Vegetation Detection for Traffic Applications
- Marko Subasic
- Sven Loncaric
- Faculty of Electrical Engineering and Computing, University of Zagreb, Croatia
The project lasted in the second half of 2011 and was cofinanced by The Business Innovation Center of Croatia (BICRO).
Regular maintenance of railroads consists of weed elimination among other activities. Every year maintainers of railroads have to make sure that no significant vegetation develop in the predefine radius around the rails. the reason is that dense enough vegetation could be ignited from the sparks produced by passing trains which could start an open fire. Also vegetation on rails could interfere with breaking of the train. The most common way of weed elimination is spraying of herbicides along the tracks from the specialized train composition.
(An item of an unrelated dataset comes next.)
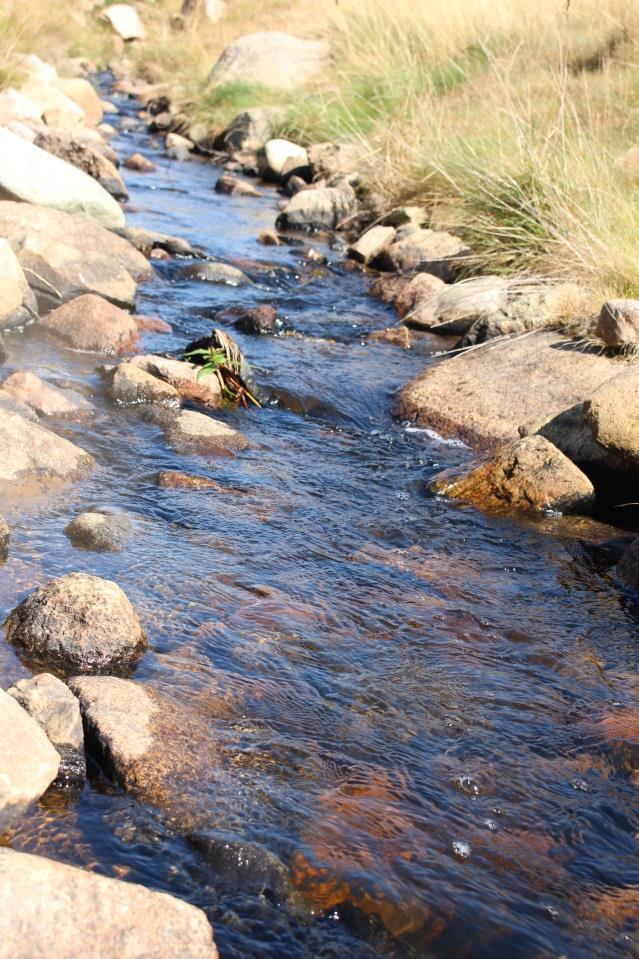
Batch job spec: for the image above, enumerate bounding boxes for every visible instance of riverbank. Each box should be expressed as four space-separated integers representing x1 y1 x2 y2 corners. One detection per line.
0 11 637 959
There are different modes of operation but the one of interest concerns spraying herbicides just on areas along the tracks that are covered with vegetation. Terning sprayer on and off can be done manually but better efficiency and precision can be obtained with automatic control of spraying nozzles. The automatic control must be guided by automatic visual inspection of the area around the tracks. Precise application of herbicide enables savings in herbicide, as well as reduction of unnecessary environment pollution. Additional benefits can be obtained if different types of vegetation could be discriminated, as different types require different strengths of herbicide.
The goal of the research project was to develop an image analysis method for detection and recognition of vegetation alongside railroad tracks. Images for analysis are obtained from a video camera monitoring the immediate surrounding of the railroad tracks, mounted on the train. The detection of vegetation is based on the color information while recognition of different types of vegetation is based on texture features. The goal of detection is to identify image regions covered with vegetation. The recognition has to discriminate narrow-leaved and wide-leaved vegetation in the detected areas. The method has been designed to operate in real time in good lighting conditions.